Users should not use AES-CBC or GCM for encryption. Secretbox should be the default mode of storing information and users should be encouraged to use KMS.
I see where this is coming and agree in spirit, but GCM is actually idiomatic Go and implemented through the crypto/aead interface, which does about as good a job as any library at being user-proof.
I too would probably prefer code that used Nacl primitives over Seal/Open, but I would probably not flag code that didn't.
> I see where this is coming and agree in spirit, but GCM is actually idiomatic Go and implemented through the crypto/aead interface, which does about as good a job as any library at being user-proof.
Good point, and I appreciate the (updated) Kubernetes docs do a pretty good job of telling you what the implications of using aesgcm vs secretbox are.
However, I was surprised that XChaCha20-Poly1305 wasn't recommended. XChaCha appears to check all the boxes you mentioned and is nonce-misuse resistant.
It's "NMR" in the sense that the nonce is long enough to safely use random nonces, you mean? In practice, Kubernetes can use random GCM nonces safely too. Real NMR ciphers don't just have misuse-resistant ergonomics, but also better failure modes when the ergonomics fail: if you reuse a Chapoly nonce, it blows up. That doesn't happen with AEZ or SIV.

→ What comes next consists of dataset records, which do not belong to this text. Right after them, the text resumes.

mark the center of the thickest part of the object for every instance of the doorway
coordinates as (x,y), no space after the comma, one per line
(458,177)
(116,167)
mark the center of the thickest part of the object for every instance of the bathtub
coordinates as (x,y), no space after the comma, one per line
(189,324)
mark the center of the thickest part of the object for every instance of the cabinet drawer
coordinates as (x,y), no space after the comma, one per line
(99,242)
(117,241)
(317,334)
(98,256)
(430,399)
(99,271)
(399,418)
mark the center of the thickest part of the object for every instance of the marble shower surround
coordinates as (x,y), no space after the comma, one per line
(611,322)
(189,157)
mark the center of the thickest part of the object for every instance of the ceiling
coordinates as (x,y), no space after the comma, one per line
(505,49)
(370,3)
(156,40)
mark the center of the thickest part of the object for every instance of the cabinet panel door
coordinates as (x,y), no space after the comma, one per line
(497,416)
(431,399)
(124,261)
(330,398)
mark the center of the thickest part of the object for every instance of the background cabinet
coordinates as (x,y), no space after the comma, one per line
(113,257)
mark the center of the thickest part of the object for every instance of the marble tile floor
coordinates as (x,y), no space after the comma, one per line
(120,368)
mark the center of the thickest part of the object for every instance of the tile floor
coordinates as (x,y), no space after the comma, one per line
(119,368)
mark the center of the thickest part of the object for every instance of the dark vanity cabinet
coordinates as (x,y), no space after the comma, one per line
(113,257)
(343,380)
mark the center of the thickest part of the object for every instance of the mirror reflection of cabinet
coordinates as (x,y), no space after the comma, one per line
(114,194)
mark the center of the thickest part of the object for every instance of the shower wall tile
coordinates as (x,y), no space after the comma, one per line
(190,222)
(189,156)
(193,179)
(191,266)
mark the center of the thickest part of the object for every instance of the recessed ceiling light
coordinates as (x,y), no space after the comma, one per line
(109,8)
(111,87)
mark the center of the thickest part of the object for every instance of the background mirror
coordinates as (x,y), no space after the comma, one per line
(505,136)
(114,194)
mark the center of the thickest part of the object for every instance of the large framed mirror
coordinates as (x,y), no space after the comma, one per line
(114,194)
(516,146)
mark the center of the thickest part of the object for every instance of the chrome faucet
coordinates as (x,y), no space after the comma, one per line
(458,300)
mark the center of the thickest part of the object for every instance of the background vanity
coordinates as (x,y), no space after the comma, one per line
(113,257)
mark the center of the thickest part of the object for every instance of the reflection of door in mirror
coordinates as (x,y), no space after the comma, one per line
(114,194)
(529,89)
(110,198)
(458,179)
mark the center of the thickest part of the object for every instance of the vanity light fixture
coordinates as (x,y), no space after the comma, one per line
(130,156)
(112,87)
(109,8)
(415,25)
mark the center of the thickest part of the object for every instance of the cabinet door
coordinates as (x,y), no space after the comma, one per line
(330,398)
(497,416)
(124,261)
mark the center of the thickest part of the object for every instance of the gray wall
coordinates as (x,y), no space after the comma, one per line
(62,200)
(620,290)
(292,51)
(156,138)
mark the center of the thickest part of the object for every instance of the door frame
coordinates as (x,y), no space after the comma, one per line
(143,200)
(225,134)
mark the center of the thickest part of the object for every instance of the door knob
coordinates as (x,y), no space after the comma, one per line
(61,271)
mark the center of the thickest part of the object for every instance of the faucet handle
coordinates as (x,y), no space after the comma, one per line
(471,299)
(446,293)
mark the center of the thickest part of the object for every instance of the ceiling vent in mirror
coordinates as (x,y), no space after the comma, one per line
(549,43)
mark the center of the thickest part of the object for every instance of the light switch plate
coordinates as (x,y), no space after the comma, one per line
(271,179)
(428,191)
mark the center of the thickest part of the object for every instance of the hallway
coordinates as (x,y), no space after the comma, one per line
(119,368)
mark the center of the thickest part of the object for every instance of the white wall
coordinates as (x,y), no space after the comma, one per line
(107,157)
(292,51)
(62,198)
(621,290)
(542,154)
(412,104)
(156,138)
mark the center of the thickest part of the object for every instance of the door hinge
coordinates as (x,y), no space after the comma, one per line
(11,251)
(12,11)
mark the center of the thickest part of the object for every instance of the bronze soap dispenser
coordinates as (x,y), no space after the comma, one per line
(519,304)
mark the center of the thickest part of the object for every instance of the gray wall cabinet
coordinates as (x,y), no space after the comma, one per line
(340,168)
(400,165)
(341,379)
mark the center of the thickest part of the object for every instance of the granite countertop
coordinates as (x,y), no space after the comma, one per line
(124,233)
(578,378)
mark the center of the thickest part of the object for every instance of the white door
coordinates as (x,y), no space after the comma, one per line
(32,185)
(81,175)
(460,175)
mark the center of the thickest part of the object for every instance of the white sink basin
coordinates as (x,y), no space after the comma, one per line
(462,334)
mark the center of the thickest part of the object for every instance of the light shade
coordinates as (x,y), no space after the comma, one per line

I agree that both can be used safely. And, yes to be clear, NMR here means "less likely to happen" not "better able to handle failure." Unfortunately, AES-GCM-SIV (or AEZ) aren't yet in Go's standard lib.
But, why not use XChaCha20-Poly1305 over AES-GCM in Go? Both are "implemented through the crypto/aead" and -- to my eyes -- seem equally user-proof. Why not take the bigger nonce size?
AES-GCM or even CBC for that matter is not vulnerable/broken. Why did they recommend Secretbox? Is there an implementation error? I am not talking about the potential of making mistakes and using platform supported constructs.
Does it make sense to make this recommendation even if the dev did not choose a vulnerable algorithm and there aren't any issues with implementation?
First: it's not as simple as "broken" or "not broken". GCM in Go is provided through an AEAD abstraction that is in fact pretty close to secretbox, ergonomically. In Python, Fernet provides AES-CBC with HMAC-SHA2 with similar ergonomics. So you can't just look at the constructions in isolation.
Using CBC in a Go program would be bad indeed.
Second, while you can make CBC secure, it isn't secure by default. New designs should generally avoid CBC mode in favor of a mainstream AEAD. So while I'd happily recommend Fernet to people --- it also dates back to a time when AEAD ciphers were a little less mainstream than they've become --- I would see CBC as a design smell in a newer library.
In the document they say that AES-CBC is vulnerable to padding oracle attacks, and AES-GCM uses random nonces and requires key rotation after so many iterations.
CBC is vulnerable to error oracles if you don't encrypt-then-MAC it properly (without the MAC it's also malleable, which is a game-over flaw). GCM is vulnerable to a bunch of its own misuse issues; it doesn't "use" random nonces, it is conceivably (through not really realistically) unsafe to use random nonces, and if you screw up nonce handling it blows up worse than CBC does.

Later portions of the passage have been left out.